Today I bring you a very satisfying book/comedic journey from historian Paul Johnson who channels W.C. Fields: "We know what makes people laugh. We do not know why they laugh."
Johnson, with his unique style of short historical chapters, elegant writing, and deep insights, delivers a cavalcade of comedy--while spotlighting an amazing list of humorists and their secret formulas for making us laugh.
"Broadly speaking," says Johnson, "humour is a matter of chaos or character." So here's a little April Fools' Day dessert for my more discriminating readers who delight in tickling various funny bones (their own and others). Warning! If you are a public speaker and think yourself witty--think again.
LO! & LOL: ABRAHAM AND SARAH. Paul Johnson says "the Old Testament contains 26 laughs, which do not form any particular pattern or expand our knowledge of why people laugh. The first occurs in chapter 17 of the book of Genesis, and is the first time a case of laughter was recorded in words, about 1500 BC." (It's when God appeared to Abraham. "Lo! Sarah, thy wife, shall have a son!" Read Johnson or Genesis for the punch line!)
PRE-TWITTER: 1709-1784. "The sayings of Dr. [Samuel] Johnson, which are memorable or at any rate remembered, amount to at least a thousand by my reckoning. The "Oxford Dictionary of Quotations" lists 276, which puts him fourth after Shakespeare, Alexander Pope, and Kipling."
"He would often say, Mrs. Thrale records, `that the size of a man's Understanding might always be known by his Mirth."
Johnson on Johnson: "For neatness, profundity, or aptness, pith, and force, they are an unrivalled collection."
The author has high regard for humour. If you've read Johnson's other books (including "Churchill" and Jesus: A Biography from a Believer.), you may be surprised. "In this series of books collecting together intellectuals, creators, and heroes, I reckon the comics are the most valuable."
DICKENS: EGREGIOUS AND ECCENTRIC. "Dickens was not a comic who raised a laugh by creating chaos. He was the other type: the comic who relies upon individual character. He looked at the mass of humanity and plucked out of it the egregious and the eccentric for our delight."
Chuckle along as you read Paul Johnson's pithy descriptions of Dickens' characters (more than 3,000 "adorn" Dickens' novels).
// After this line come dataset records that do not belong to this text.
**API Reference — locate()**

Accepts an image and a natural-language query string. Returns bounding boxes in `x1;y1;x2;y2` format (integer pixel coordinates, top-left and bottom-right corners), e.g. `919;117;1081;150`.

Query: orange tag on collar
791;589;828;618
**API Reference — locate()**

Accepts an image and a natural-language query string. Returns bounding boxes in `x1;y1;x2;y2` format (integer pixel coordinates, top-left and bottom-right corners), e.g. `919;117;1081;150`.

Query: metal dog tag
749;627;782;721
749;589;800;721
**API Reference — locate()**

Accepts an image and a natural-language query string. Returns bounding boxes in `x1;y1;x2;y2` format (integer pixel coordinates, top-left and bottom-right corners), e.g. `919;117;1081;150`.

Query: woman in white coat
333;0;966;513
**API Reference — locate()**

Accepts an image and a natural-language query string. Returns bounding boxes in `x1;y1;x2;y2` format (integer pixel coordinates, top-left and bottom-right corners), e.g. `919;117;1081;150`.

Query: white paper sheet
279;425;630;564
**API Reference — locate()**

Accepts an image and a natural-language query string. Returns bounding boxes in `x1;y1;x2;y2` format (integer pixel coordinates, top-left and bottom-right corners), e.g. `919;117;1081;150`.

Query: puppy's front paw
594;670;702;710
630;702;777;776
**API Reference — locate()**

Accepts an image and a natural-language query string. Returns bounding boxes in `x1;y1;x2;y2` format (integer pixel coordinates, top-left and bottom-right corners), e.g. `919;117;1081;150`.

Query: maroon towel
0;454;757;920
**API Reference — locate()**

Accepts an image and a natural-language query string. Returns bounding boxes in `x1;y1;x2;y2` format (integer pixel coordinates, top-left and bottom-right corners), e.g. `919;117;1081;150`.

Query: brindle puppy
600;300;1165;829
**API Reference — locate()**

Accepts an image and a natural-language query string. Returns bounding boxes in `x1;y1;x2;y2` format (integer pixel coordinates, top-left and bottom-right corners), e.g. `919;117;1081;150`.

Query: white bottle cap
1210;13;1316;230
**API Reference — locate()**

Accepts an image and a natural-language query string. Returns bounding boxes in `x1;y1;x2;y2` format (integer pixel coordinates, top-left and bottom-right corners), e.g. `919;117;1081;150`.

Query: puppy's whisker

And you'll be reminded of "the equally characteristic British device, the verbal running gag." (Were Leno or Lettermen devotees of Dickens?)
"He took trouble over the names of inanimate objects too, especially places." Names like: Slamjam Coffee House, Willing Mind tavern, and the Anglo-Bengalee Disinterested Loan and Life Assurance Company. "The Tilted Wagon inn is yet another invented pub: Dickens complained that `real inn names are so peculiar it is hard to outdo them.'"
BUT SERIOUSLY. On G.K. Chesterton, "He never made a joke against the female sex, as such, because to GKC the act of making a joke was one of the most serious decisions you could possibly make, on a par with publishing a political manifesto, or a declaration of war."
Chesterton remarked, "It is easier to make a man laugh at a bad joke, but more worthwhile to get a woman to laugh at a good joke."
GAG ME WITH A SHOE. Charlie Chaplin developed his craft (more than 50 gags) under Fred Karno, "probably the greatest instructor of every kind of comic talent who ever lived." Karno required six months to coach wanna-be comedians.
Chaplin: "The best gags are the simple ones which look easy but require the most rehearsal." Some of his best: funny walks in oversized shoes, stamp licking, and more.
Sadly...Chaplin--and many others featured in this rare book--"was scarred for life by a sad and impoverished childhood, which left him with a monumental self-pity."
Note: Johnson doesn't sugarcoat the dark side of these funny faces (Chaplin included). You may want to skip some chapters and profiles. Pastors, though, could profitably use the contrasts (hilarious versus hellish) in numerous sermons.
3 CLERGYMEN WALK INTO A BAR. If you're looking for a joke book, this is not it. If you'd enjoy a deep dive into a British historian's hunches on humour--have at it.
Johnson profiles 15 humorists including Benjamin Franklin, G.K. Chesterton, Toulouse-Lautrec, W.C. Fields, Laurel and Hardy, The Marx Brothers, James Thurber, Noel Coward, and others. He includes Groucho's famous line, "I don't want to belong to a club which would have me as a member."